Dan Gezelter wrote:
>
>>1) Are ORTEP anisotropy parameters just three scalars that are
>>Cartesion x,y,z-based?
>>
>>
>
>Umm... I'll answer with a qualified "yes", but getting those out of the
>ORTEP-style input files is sometimes a challenge. If you want a
>scary look
>at the most archaic way of getting data into a program, look here:
>
> http://www.ornl.gov/sci/ortep/doc/input.html#temp
>
>
>
lovely.
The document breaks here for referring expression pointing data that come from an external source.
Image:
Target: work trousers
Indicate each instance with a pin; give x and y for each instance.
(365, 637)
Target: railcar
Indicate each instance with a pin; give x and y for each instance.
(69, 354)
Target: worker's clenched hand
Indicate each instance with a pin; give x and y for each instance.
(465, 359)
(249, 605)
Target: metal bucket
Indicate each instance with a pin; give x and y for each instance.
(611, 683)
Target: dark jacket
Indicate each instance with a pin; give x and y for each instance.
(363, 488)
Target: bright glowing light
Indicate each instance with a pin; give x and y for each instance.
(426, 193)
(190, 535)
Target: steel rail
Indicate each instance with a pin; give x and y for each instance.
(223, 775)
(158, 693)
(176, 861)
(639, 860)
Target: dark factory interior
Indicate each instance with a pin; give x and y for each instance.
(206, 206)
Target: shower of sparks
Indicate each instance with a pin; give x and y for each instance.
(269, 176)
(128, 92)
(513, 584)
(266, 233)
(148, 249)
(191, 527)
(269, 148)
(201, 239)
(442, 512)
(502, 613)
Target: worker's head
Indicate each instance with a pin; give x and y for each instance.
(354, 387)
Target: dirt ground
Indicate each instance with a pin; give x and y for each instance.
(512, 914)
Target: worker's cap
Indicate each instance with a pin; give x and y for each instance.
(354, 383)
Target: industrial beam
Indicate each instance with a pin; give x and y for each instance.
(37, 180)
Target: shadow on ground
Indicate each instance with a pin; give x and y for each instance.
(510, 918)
If you like that, check out AWOS automated weather observation
report format:
http://www.msc-smc.ec.gc.ca/msb/manuals/awos/appxa_e.html#appxa1_e
>The thermal ellipsoid is specified with an upper triangular matrix:
>b11, b22, b33, b12, b13, b23, but the basis set for this matrix may
>be the crystal axes.
>
>
>
The important thing for me is what is in the CIF file, I think. or SHELX.
EU1 5 0.815442 0.194311 0.684236 11.00000 0.02058
0.02154
0.02062 0.00063 0.00191 0.00089
ah, I see from http://msg.ucsf.edu/local/programs/shelxl/ch_07.html#MERG
that those last six numbers are your upper triangular matrix.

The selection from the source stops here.